A group of researchers at three sites in the United States have received a $4.5 million grant to determine the relative effectiveness of four fecal immunochemical tests for colorectal cancer screening compared with colonoscopy.

Navkiran Shokar, MD, MPH, MA, professor, vice chair for research and director for cancer prevention and control at Texas Tech University Health Sciences Center El Paso, and colleagues intend to enroll 3,600 adults aged 50 to 85 years who have been designated for a colonoscopy.

Study participants will be given four fecal immunochemical tests (FIT), and then they will undergo colonoscopy.

The 5-year study — 4 years for data collection and 1 year for analysis — will be led by Barcey Levy, MD, PhD, Iowa Academy of Family Physicians endowed chair in rural medicine and professor of family medicine at University of Iowa.

HemOnc Today spoke with Shokar about the study, the potential implications of the results, and how FIT testing may be able to increase colorectal cancer screening rates.

 

Question: How can FIT tests contribute to increased colorectal cancer screening?

Answer: Colorectal cancer screening is unusual because there is more than one type of test recommended for it.

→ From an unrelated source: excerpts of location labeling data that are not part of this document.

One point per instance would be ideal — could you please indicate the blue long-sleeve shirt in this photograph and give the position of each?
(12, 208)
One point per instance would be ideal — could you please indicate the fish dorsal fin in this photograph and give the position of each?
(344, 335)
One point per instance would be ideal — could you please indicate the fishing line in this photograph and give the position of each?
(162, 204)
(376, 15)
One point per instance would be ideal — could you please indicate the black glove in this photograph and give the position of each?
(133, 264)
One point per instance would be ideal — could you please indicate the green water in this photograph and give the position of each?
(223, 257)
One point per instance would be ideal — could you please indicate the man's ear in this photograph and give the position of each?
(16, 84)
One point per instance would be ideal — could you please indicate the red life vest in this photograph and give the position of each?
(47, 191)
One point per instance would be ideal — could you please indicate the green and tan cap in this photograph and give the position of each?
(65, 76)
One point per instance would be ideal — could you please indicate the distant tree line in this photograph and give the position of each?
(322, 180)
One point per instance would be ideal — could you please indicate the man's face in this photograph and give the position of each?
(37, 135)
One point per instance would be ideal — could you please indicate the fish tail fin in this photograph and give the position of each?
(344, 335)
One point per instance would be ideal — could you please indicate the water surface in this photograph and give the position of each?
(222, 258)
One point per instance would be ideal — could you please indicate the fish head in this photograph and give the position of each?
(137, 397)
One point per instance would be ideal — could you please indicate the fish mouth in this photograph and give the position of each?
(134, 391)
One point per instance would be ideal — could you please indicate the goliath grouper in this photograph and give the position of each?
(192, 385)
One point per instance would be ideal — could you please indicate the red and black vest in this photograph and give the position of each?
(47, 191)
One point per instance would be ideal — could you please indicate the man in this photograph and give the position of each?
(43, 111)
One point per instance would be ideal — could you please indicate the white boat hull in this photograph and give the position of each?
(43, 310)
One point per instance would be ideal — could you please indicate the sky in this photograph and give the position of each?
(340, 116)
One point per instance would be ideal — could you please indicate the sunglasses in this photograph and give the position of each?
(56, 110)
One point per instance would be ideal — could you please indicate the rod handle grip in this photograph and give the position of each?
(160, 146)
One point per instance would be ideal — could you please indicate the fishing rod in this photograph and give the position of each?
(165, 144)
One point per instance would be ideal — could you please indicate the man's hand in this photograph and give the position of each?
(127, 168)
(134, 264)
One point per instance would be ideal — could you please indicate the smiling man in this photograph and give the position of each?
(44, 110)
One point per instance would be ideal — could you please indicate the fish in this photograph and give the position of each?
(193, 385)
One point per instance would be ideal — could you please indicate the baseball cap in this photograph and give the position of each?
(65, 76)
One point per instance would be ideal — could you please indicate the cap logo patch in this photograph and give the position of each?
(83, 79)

In addition to colonoscopy, there are stool-based tests, FIT is an example of one of those. This type of test uses antibody to detect hemoglobin. It is more accurate than its predecessor, which was a chemical-based test. But this is only one class of tests. Other tests that are recommended include sigmoidoscopy, a stool DNA test and CT colonography. In the United States, physicians tend to prefer recommending colonoscopy because it is a one-time test, and they don’t have to worry about it again for 5 or 10 years. The problem is that patients aren’t necessarily as enthusiastic about colonoscopy as some physicians are. In order to get screening rates up, we can’t keep offering colonoscopy as the only test. We need to offer the FIT test, as well. Studies indicate that, when you give patients the choice, a certain subset will prefer FIT. If we want to get population-based screening rates improved, we have got to do a better job recommending FIT. That’s where this study comes in. Although stool-based tests are cleared by the FDA, there still is not good real-world information that will allow us to compare across different tests. This study will give physicians and patients better information about test sensitivity and test characteristics in the real world.

 

Q: Some people prefer FIT tests to colonoscopy because of ease of use, less embarrassment, less preparation and lower costs. Could you a ddress those and other advantages of this method?

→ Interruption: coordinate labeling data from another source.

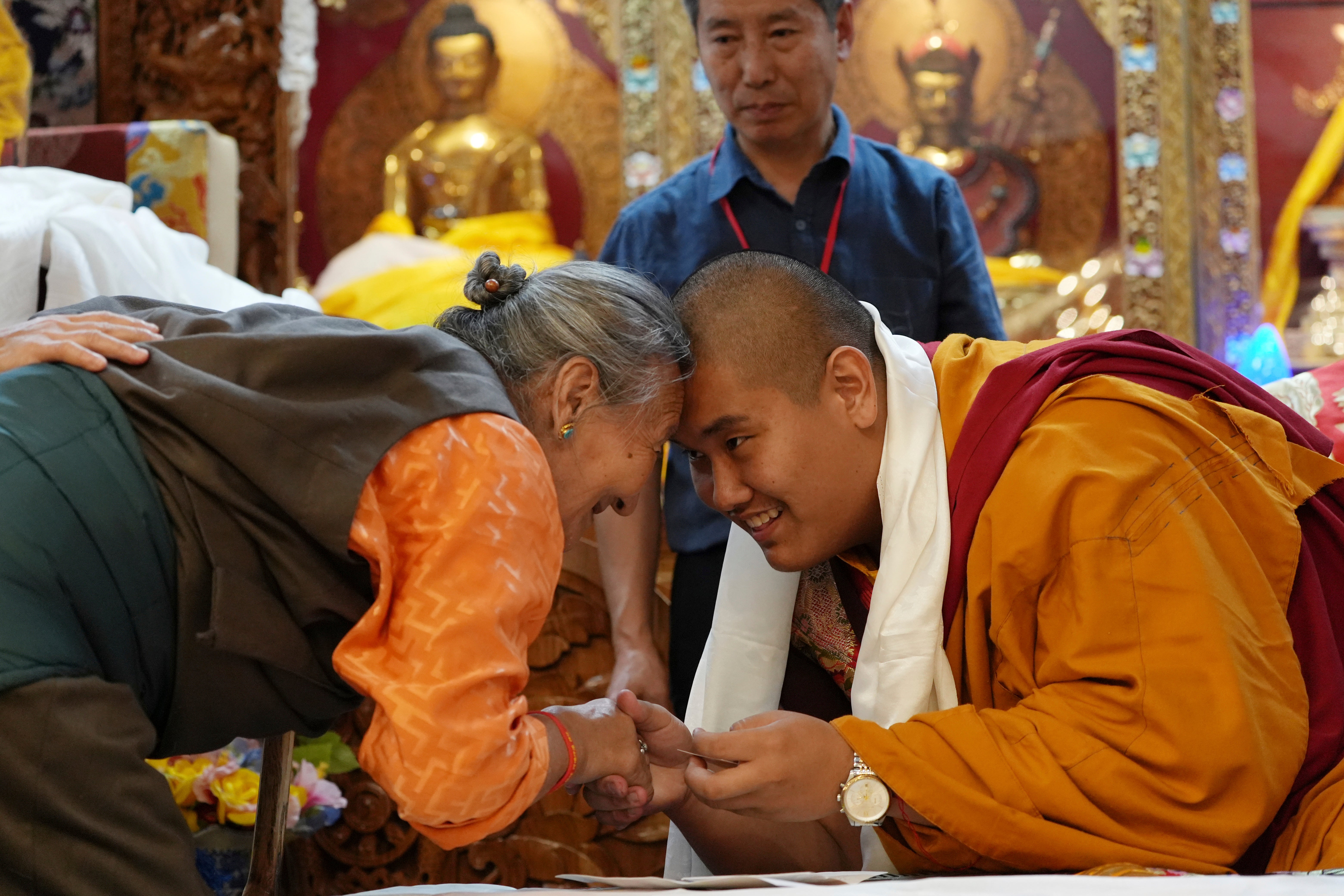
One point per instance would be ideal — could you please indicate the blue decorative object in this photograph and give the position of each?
(1232, 167)
(225, 871)
(1139, 57)
(699, 82)
(1142, 151)
(1260, 356)
(146, 191)
(1225, 13)
(642, 77)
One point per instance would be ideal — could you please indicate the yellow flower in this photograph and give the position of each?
(181, 773)
(237, 795)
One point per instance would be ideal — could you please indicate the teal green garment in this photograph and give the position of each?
(88, 563)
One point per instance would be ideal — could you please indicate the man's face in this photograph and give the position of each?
(802, 480)
(772, 64)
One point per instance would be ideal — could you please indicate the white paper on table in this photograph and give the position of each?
(728, 882)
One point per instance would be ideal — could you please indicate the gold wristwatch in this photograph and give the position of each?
(863, 798)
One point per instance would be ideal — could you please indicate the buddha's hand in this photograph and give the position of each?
(790, 768)
(81, 341)
(667, 738)
(605, 745)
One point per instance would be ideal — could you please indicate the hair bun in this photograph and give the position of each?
(492, 284)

A: I agree with all of those. There is a proportion of patients who this really appeals to. In addition to that, I would add that — although prospective evidence will be coming out about using colonoscopy for screening — the level of evidence is much higher for FIT in terms of randomized controlled trials.

 

Q: Please talk about the most effective or least effective stool-based tests. Are there more data available for some tests than others?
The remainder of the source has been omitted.